这样的生活他和母亲在一起生活了六年,六年后,他考取了警校,成为现在的牛警官。拿到通知书那天,母亲搂着他,像捧着他的脸,一遍一遍地亲他,叫他的名字,叫他死去的父亲的名字,然后像亲吻婴儿一样亲吻他。就在他要去学校报名的前夜,母亲和他进行了一次彻夜长谈,说是长谈,其实并没有几句话。

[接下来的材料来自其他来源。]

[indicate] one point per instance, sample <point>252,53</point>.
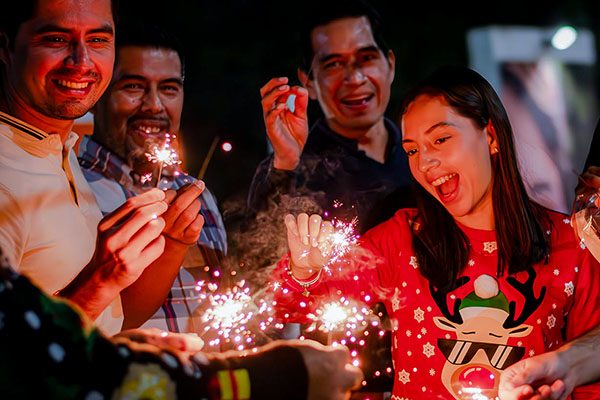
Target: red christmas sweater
<point>455,345</point>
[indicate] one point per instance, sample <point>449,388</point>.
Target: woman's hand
<point>308,240</point>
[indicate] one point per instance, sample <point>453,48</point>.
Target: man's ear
<point>308,83</point>
<point>392,64</point>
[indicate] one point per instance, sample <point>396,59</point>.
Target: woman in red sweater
<point>475,279</point>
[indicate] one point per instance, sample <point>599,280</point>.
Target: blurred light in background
<point>226,146</point>
<point>564,37</point>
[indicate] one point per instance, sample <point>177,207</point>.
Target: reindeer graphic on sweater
<point>483,321</point>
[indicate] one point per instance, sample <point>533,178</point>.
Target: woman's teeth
<point>149,129</point>
<point>73,85</point>
<point>442,180</point>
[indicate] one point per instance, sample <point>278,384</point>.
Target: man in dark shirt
<point>352,164</point>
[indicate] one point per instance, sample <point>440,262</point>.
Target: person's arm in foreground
<point>63,356</point>
<point>555,374</point>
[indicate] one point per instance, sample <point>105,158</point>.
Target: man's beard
<point>66,110</point>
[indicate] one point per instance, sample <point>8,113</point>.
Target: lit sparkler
<point>340,241</point>
<point>163,155</point>
<point>342,316</point>
<point>230,315</point>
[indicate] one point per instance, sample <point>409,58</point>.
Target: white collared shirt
<point>48,214</point>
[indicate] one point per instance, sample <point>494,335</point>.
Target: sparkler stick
<point>162,155</point>
<point>208,157</point>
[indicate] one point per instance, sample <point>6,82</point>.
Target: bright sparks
<point>340,241</point>
<point>164,154</point>
<point>342,315</point>
<point>234,317</point>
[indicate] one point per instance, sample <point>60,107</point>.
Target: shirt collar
<point>94,156</point>
<point>392,129</point>
<point>33,140</point>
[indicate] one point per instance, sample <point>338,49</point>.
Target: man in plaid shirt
<point>143,103</point>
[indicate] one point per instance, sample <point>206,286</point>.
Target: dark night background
<point>233,47</point>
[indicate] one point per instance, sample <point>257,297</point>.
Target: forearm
<point>581,355</point>
<point>91,290</point>
<point>276,371</point>
<point>142,298</point>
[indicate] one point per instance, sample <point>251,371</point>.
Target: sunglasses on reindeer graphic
<point>460,352</point>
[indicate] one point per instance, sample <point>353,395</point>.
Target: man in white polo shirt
<point>56,61</point>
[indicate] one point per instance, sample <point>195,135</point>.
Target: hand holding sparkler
<point>284,113</point>
<point>308,240</point>
<point>183,219</point>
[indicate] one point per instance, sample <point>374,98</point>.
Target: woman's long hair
<point>521,224</point>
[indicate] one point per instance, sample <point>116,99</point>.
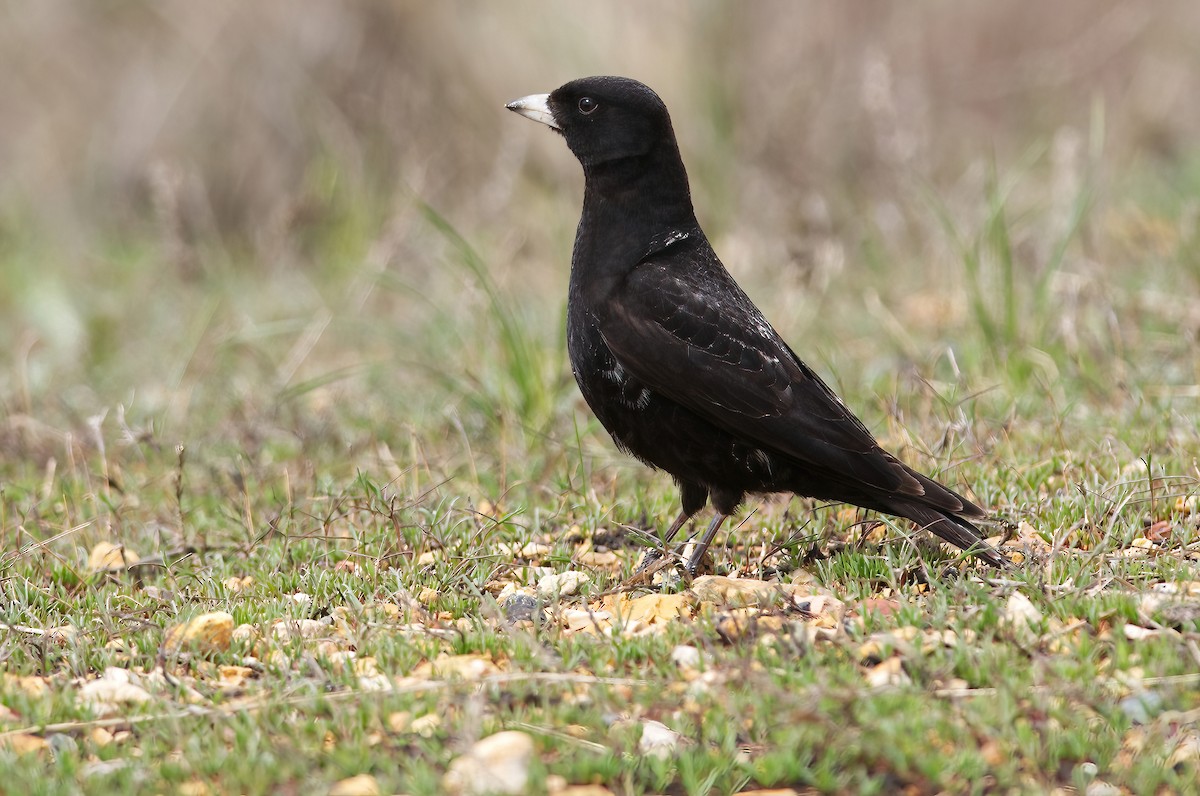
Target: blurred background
<point>269,223</point>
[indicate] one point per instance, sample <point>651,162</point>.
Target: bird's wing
<point>689,333</point>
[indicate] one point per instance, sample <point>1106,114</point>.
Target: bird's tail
<point>954,530</point>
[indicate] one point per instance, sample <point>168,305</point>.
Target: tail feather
<point>954,530</point>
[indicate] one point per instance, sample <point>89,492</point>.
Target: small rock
<point>245,634</point>
<point>204,633</point>
<point>107,557</point>
<point>102,767</point>
<point>562,584</point>
<point>114,689</point>
<point>1019,611</point>
<point>659,740</point>
<point>519,606</point>
<point>887,674</point>
<point>359,785</point>
<point>61,744</point>
<point>499,765</point>
<point>738,592</point>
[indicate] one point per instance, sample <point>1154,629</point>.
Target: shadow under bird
<point>678,364</point>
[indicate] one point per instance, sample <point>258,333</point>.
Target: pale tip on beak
<point>537,107</point>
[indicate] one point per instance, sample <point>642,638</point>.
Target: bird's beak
<point>537,107</point>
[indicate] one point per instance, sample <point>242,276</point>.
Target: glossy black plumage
<point>677,361</point>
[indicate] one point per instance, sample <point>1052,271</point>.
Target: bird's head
<point>601,118</point>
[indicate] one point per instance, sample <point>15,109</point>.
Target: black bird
<point>677,361</point>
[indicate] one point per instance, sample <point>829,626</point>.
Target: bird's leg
<point>693,497</point>
<point>655,554</point>
<point>694,560</point>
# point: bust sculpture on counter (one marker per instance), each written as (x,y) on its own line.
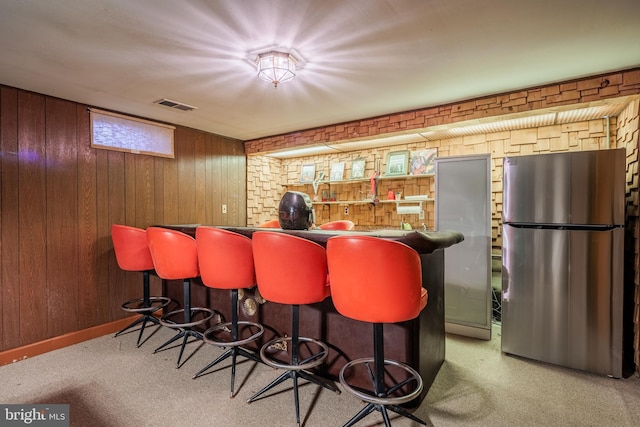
(295,211)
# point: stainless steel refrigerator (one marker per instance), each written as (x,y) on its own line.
(563,250)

母亲拿出一个铁皮盒子,说,娃,娘晓得你读的是国家的书,不要钱,娘还是给你准备了些,这是这么些年娘积攒的。牛警官捧过铁皮盒子。母亲又说,你马上就是警察了,专门抓坏人,抓那些害人的人,不要手软,要惩办他们,给死去的人,冤屈的人一个交代。牛警官说我记得,我会的。母亲又说,你是不是还记得,以前有个男人,老在咱们家走动?牛警官说是的,我记不得他的脸,我只记得他的背影。母亲说,那是你娘的相好,你爹得病那年认识的,他是个医生。牛警官看着母亲,有些精神恍惚。母亲又说,你爹是我害死的,我跟那个医生要的药,喂你爹吃下的,我对不起他。牛警官脑子里顿时一片空白。母亲说,你大了,现在国家管你,将来给国家办事,娘也放心了,我也该跟你爹去了。说完母亲就倒地了,开始吐血,抽搐,然后勾成一团,怕冷似的浑身哆嗦。牛警官把母亲抱在怀里,母亲告诉他最后一句话是,血债血偿,我用一命抵你爹一命,下了地,我还跟他做夫妻,好好侍奉他,做个好女人……

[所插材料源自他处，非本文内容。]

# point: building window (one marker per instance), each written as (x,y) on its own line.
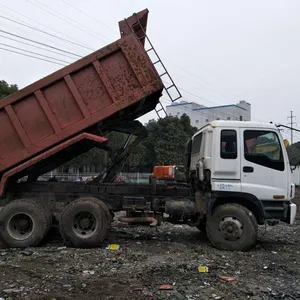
(263,148)
(228,144)
(196,143)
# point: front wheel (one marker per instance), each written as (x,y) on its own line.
(232,227)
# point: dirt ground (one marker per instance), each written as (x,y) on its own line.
(148,259)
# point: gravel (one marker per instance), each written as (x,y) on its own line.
(148,259)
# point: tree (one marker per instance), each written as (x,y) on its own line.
(7,89)
(165,144)
(167,140)
(294,153)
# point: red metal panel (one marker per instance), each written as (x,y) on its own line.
(72,99)
(76,95)
(62,104)
(48,153)
(10,141)
(47,110)
(121,76)
(36,125)
(130,24)
(16,123)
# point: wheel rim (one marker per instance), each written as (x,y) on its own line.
(20,226)
(85,224)
(231,229)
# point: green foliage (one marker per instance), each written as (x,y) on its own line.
(167,139)
(165,144)
(7,89)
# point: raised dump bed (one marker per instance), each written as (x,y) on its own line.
(116,82)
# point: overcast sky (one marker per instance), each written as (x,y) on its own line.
(218,52)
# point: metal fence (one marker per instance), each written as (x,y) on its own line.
(80,177)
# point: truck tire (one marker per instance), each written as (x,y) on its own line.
(84,223)
(24,223)
(232,227)
(202,226)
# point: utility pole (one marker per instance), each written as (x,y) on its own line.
(291,123)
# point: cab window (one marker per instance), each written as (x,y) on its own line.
(228,144)
(197,143)
(263,148)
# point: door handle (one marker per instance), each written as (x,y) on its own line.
(248,169)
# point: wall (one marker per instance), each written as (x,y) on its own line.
(201,115)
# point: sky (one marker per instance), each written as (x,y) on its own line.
(217,52)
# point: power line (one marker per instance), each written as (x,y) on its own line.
(291,124)
(39,58)
(64,18)
(61,33)
(15,40)
(42,31)
(32,52)
(36,42)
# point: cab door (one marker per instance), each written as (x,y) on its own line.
(263,170)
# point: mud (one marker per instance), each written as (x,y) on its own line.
(148,259)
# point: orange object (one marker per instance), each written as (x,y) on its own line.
(226,278)
(166,287)
(164,172)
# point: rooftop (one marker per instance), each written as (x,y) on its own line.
(240,124)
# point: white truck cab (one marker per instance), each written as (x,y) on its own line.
(243,166)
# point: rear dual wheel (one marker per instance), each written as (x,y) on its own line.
(232,227)
(85,223)
(24,223)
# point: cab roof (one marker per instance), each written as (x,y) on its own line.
(237,124)
(241,124)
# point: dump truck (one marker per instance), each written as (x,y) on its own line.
(223,190)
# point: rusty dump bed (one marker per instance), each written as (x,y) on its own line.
(72,101)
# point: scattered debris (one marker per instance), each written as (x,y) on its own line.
(166,287)
(113,247)
(203,269)
(226,278)
(87,272)
(26,252)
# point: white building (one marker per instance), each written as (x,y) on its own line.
(201,115)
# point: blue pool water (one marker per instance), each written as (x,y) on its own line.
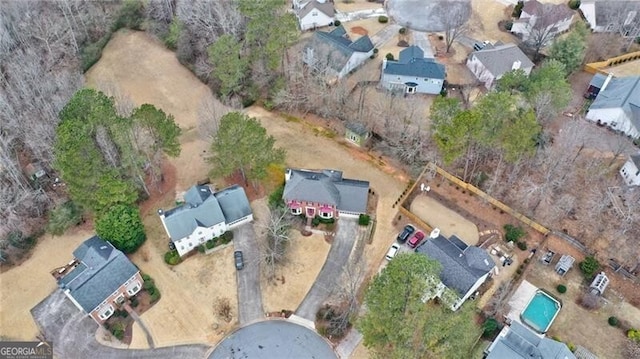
(540,312)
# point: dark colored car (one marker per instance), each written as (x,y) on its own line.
(406,233)
(239,260)
(416,239)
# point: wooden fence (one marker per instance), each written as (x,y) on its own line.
(597,67)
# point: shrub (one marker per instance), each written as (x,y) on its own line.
(589,267)
(172,257)
(513,233)
(574,4)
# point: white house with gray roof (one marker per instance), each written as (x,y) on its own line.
(413,73)
(516,341)
(489,64)
(99,278)
(313,14)
(324,193)
(616,16)
(630,171)
(617,104)
(464,267)
(205,215)
(335,54)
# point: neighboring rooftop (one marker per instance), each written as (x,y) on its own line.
(462,265)
(327,187)
(101,271)
(500,59)
(519,342)
(412,62)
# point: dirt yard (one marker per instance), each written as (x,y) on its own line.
(449,222)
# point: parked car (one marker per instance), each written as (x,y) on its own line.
(416,239)
(392,251)
(406,233)
(239,260)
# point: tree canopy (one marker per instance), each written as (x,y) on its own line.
(122,226)
(241,143)
(398,324)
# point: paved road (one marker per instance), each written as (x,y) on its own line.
(421,39)
(327,279)
(73,334)
(249,294)
(383,36)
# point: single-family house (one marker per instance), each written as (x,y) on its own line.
(464,267)
(99,279)
(617,104)
(491,62)
(630,171)
(324,193)
(516,341)
(335,54)
(357,133)
(413,73)
(313,14)
(205,215)
(617,16)
(541,23)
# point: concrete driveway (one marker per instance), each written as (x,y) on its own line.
(73,334)
(249,294)
(327,280)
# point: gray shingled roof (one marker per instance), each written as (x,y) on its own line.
(334,49)
(327,187)
(326,7)
(234,203)
(460,268)
(520,342)
(500,59)
(102,270)
(200,210)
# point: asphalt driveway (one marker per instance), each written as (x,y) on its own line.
(249,294)
(327,280)
(73,334)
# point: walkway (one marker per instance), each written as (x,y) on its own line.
(249,293)
(326,282)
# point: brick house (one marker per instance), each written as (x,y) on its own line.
(324,193)
(99,279)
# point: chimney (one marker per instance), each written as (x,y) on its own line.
(606,82)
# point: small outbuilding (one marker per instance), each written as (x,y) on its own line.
(564,264)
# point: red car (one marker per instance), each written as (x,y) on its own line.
(416,239)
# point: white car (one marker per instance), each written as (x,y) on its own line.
(392,251)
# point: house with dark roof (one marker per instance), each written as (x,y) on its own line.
(491,62)
(334,54)
(617,103)
(324,193)
(205,215)
(413,73)
(464,267)
(99,279)
(630,172)
(516,341)
(616,16)
(313,14)
(540,21)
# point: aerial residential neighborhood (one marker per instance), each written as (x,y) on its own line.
(320,179)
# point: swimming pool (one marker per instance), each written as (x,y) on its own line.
(540,312)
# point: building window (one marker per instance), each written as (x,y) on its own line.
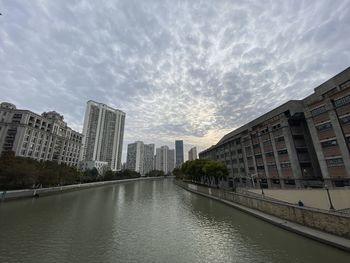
(335,162)
(345,84)
(342,101)
(329,143)
(267,143)
(277,126)
(345,120)
(282,152)
(285,165)
(272,166)
(280,139)
(324,126)
(318,111)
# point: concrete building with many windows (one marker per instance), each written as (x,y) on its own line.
(41,137)
(179,153)
(192,154)
(148,158)
(135,157)
(103,134)
(299,144)
(164,159)
(327,112)
(140,157)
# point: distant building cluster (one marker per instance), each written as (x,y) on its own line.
(47,137)
(299,144)
(44,137)
(144,158)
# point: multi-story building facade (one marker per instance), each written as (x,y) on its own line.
(41,137)
(103,134)
(135,157)
(148,158)
(192,154)
(140,157)
(101,167)
(170,161)
(164,159)
(179,151)
(327,112)
(301,143)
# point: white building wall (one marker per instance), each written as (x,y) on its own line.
(103,134)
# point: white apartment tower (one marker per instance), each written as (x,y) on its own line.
(192,154)
(140,157)
(44,137)
(148,158)
(165,159)
(135,157)
(103,134)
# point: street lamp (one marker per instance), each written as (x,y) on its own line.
(331,207)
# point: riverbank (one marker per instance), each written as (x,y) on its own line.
(259,208)
(30,193)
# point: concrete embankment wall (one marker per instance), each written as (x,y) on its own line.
(316,198)
(16,194)
(330,222)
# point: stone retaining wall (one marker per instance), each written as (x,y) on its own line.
(330,222)
(16,194)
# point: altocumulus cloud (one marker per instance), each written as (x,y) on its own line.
(190,70)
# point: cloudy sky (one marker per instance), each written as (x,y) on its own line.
(191,70)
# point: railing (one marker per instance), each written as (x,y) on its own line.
(333,222)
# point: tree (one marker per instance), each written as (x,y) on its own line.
(201,170)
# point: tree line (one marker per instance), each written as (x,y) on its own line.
(202,171)
(22,173)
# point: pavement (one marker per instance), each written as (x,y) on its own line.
(326,238)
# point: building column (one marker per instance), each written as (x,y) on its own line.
(341,140)
(292,152)
(317,146)
(279,169)
(265,163)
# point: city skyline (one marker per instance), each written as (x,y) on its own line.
(192,70)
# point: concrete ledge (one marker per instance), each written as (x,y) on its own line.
(28,193)
(323,237)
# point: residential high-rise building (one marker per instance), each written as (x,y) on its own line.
(135,157)
(165,159)
(170,161)
(192,154)
(301,143)
(140,157)
(103,134)
(148,158)
(179,151)
(41,137)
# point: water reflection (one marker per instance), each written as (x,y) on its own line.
(147,221)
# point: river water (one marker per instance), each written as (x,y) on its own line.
(145,221)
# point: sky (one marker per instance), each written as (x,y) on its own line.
(190,70)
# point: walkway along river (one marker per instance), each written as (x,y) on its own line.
(145,221)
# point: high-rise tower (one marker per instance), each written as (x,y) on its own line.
(103,134)
(179,152)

母亲跟牛警官谈的话,一直埋藏在他的心里。村里人都感叹牛警官的母亲伟大,说她在丈夫死的时候心就死了,这么些年一面抚养独子,一面守节,已经很不容易了。儿子成人了,读书出来就该跟着享福了,她却为了免除儿子的后顾之忧,让他专心学业,自己了断,追随亡夫……
小颜说,这些话,是她答应嫁给牛警官,牛警官才跟她讲的。
你答应嫁给牛警官了?我问。
小颜点点头,说,答应他过后,我才猛然感觉到我是多么幸福。
李一树的爱情故事让牛警官想起了自己的母亲。他突然对李一树这个人感兴趣得很,想晓得有关他的一切事情。冥冥中,牛警官感觉到李一树和自己有某种联系,究竟是那种联系,牛警官隐约觉得答案就藏匿在某个显眼的地方,似乎只要自己灵光一闪,就会发现。牛警官从李一树的那本小说集子《阳光下的爱情》找到了线索,更准确地说,应该是从《阳光下的爱情》里的《爱城表演》找到了线索。牛警官根本就不懂文学,更不懂小说。但是他却从这篇怀念亡妻的爱情小说里看出了隐藏在其中的其他东西。
牛警官分析说,第一,这是一篇爱情小说,为啥偏偏取一个“爱城表演”的名字?为啥不取一个“爱城爱情”,或者“爱城之恋”?
“表演”这个词汇,牛警官专门去查了词典:
1.戏剧、舞蹈、杂技等的演出。亦指把情节或技艺表现出来。
2.指做示范性的动作。
3.谓做事不真实,好像演戏一样。
—这样的意思,李一树不可能不清楚。
第二,李一树的这篇小说里有一段描写屠夫卖肉的,说他在最贫困的时候,时常站在屠夫的肉摊子跟前看人家卖肉,看人家是咋的把一条猪慢慢地轻松地划成块划成条,剜成疙瘩,出售向四面八方。有肉吃的人真幸福。李一树似乎对屠夫卖肉很感兴趣,因为他的描写很详细,足足有三个段落。第三,李一树还在这篇小说里有一段关于他少年记忆的描写,说他在少年的时候在路边发现了一条人腿,乌黑色,但是很光洁,没有蝇蚊,也没有蛆虫,他看着那段腿,没有恐惧,好长时间,直到伙伴在远处喊他。这一段描写,应该和这个爱情小说没有必然的联系,也就是说,完全可以不要这一段,连画蛇添足的意义都没有。但是李一树为什么要写上这一段呢?
牛警官用了很多时间来阅读李一树的这本《阳光下的爱情》,其中这篇《爱城表演》,他都可以背诵下来了。
牛警官终于明白了这个李一树的在哪个方面与自己有联系。他将自己关在警察局的办公室里,把八年前的那件碎尸案和刚刚发生的这起碎尸案的所有案卷全部摆上案头,像阅读李一树的小说那样彻夜阅读,感觉里头的文字,标点……在一个凌晨,牛警官猛然发觉,自己竟然是个刑事侦察的天才。牛警官对自己的发现秘不示人,他主要是怕引起同事们的笑话,他要悄悄进行,等待查找到充分证据的时候,才叫大家大吃一惊。